Think of traditional statistics. Suppose I said "80% of those sampled preferred apples to oranges, and my 95% confidence interval is within +/- 2% of that" but then I didn't tell you anything about how I collected the sample. Maybe I was talking to people at an apple pie festival? Who knows! Without more information on the sampling method, it's hard to make any kind of useful claim about a population.
This is why I remain so pessimistic about LLMs as a source of knowledge. Imagine you had a person who was raised from birth in a completely isolated lab environment and taught only how to read books, including the dictionary. They would know how all the words in those books relate to each other but know nothing of how that relates to the world. They could read the line "the killer drew his gun and aimed it at the victim" but what would they really know of it if they'd never seen a gun?
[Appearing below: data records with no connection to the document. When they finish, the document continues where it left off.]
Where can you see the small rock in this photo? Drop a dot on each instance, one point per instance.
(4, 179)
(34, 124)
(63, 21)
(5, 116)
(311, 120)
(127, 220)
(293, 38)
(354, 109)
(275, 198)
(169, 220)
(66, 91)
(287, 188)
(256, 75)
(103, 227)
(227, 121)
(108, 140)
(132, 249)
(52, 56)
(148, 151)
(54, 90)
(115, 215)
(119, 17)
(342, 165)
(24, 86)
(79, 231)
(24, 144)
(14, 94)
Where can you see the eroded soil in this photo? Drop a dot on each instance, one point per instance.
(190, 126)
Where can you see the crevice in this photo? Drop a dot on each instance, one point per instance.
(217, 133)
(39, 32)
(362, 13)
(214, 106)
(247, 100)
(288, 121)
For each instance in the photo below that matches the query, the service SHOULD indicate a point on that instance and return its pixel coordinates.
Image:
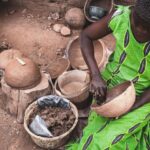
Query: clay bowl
(7, 55)
(73, 82)
(58, 67)
(49, 143)
(106, 4)
(124, 2)
(118, 102)
(76, 58)
(74, 86)
(22, 73)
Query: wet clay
(73, 87)
(58, 120)
(75, 55)
(57, 67)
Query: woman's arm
(141, 100)
(93, 32)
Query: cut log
(20, 99)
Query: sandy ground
(26, 27)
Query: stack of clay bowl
(7, 55)
(106, 4)
(44, 142)
(124, 2)
(58, 67)
(74, 85)
(118, 102)
(22, 73)
(76, 58)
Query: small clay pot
(76, 58)
(119, 101)
(22, 73)
(7, 55)
(106, 5)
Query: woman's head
(142, 13)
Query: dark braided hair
(142, 8)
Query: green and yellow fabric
(129, 61)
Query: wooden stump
(18, 100)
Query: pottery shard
(65, 31)
(57, 27)
(18, 100)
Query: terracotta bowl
(106, 4)
(76, 58)
(7, 55)
(22, 73)
(118, 102)
(49, 143)
(74, 86)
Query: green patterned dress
(130, 61)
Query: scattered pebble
(65, 31)
(57, 27)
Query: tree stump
(18, 100)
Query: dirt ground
(26, 25)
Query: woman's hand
(99, 89)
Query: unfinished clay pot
(124, 2)
(75, 18)
(22, 73)
(118, 102)
(7, 55)
(74, 85)
(48, 143)
(58, 67)
(76, 58)
(105, 4)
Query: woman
(130, 61)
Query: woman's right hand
(98, 88)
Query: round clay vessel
(124, 2)
(77, 94)
(18, 75)
(48, 143)
(76, 58)
(58, 67)
(7, 55)
(118, 102)
(105, 4)
(75, 18)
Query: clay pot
(76, 58)
(48, 143)
(75, 18)
(124, 2)
(73, 85)
(58, 67)
(7, 55)
(105, 4)
(22, 73)
(119, 101)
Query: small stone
(65, 31)
(12, 12)
(55, 16)
(24, 11)
(57, 27)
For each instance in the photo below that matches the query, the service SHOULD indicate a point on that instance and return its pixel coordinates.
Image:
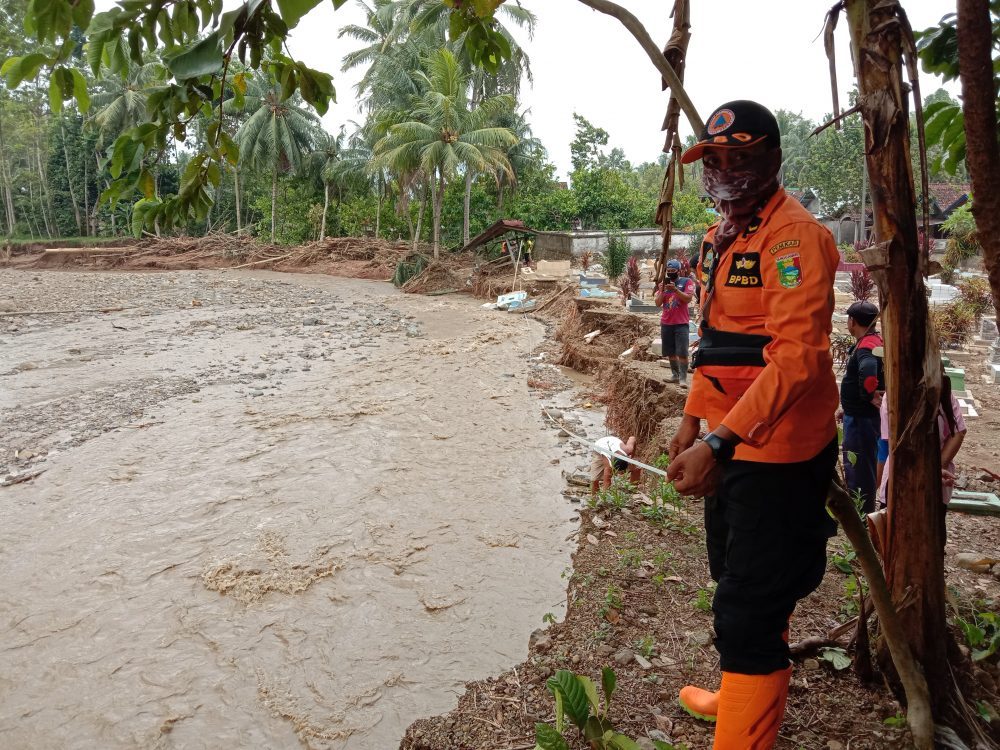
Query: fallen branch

I think your last point raises the following question: how would you change your answer if you know they read all about guns and death and how one causes the other? What if they'd seen pictures of guns? And pictures of victims of guns annotated as such? What if they'd seen videos of people being shot by guns?
I mean I sort of understand what you're trying to say but in fact a great deal of knowledge we get about the world we live in, we get second hand.
There are plenty of people who've never held a gun, or had a gun aimed at them, and.. granted, you could argue they probably wouldn't read that line the same way as people who have, but that doesn't mean that the average Joe who's never been around a gun can't enjoy media that features guns.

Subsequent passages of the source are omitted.